Mme Dubord est du même avis. Mais le SLJS «n’est pas la seule région qui offre une meilleure qualité de vie, précise-t-elle. Il faut se montrer plus distinctif.»
«Ici, tout le monde est heureux parce que, comme le montre une étude, manger des bleuets rend de bonne humeur», répond à la blague Mario Théberge, président de la Fédération de l’Union des producteurs agricoles (UPA) du SLSJ.
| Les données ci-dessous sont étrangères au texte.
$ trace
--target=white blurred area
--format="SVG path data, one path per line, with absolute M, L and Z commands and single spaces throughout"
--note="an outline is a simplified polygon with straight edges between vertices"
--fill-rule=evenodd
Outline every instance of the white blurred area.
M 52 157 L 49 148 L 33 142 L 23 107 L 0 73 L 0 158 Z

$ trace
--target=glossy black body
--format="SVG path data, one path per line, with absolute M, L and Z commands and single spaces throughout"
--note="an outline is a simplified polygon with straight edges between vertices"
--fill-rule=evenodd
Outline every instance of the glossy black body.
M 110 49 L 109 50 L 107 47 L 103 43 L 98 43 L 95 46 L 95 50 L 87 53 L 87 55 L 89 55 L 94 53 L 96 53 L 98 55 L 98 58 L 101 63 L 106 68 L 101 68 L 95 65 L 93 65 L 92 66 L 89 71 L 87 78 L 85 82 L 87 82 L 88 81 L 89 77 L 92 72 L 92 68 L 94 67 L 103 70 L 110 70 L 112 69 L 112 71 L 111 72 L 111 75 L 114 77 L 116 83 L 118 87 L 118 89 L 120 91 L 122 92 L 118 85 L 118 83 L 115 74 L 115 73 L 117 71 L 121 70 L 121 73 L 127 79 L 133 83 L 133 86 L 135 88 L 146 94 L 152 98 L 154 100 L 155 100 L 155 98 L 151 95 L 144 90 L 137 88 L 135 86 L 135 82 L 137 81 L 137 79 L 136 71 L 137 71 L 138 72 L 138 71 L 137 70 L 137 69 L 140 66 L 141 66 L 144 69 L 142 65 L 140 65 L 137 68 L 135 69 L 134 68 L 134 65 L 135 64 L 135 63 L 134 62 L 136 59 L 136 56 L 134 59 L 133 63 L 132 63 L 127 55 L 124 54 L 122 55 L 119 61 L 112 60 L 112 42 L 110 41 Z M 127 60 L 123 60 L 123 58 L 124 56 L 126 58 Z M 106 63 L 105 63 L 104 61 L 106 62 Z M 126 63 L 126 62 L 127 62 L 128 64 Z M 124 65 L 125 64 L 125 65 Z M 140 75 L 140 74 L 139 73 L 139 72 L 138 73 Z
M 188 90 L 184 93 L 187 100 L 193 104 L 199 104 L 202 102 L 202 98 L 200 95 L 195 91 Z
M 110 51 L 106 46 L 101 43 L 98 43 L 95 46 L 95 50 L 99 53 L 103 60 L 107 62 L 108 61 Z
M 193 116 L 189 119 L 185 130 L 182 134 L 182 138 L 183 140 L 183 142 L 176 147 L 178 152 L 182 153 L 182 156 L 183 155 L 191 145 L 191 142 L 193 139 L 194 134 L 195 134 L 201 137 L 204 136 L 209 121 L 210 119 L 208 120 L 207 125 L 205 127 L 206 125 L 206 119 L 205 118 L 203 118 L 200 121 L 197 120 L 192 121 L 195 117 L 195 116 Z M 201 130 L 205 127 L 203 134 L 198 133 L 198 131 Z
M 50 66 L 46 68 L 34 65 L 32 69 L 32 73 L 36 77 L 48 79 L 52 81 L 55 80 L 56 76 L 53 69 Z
Le fabricant d’équipements industriels pour les alumineries et les sociétés minières Charl-Pol, qui exploite une usine à Saguenay et une autre à Portneuf, dans la région de Québec, peut témoigner de l’attrait de la région. L’entreprise, qui emploie des travailleurs immigrants, a demandé à des employés tunisiens travaillant à son usine de Portneuf de venir travailler au Saguenay. Or, «ils souhaitent maintenant rester ici», souligne Marlène Gauthier, directrice, Finance et administration de Charl-Pol.
Toutefois, le recrutement de travailleurs immigrants ne doit pas seulement être vu comme une solution à la pénurie de main-d’oeuvre. «C’est un précieux avantage d’avoir des équipes diversifiées, surtout en création de produits», affirme M. Boulianne.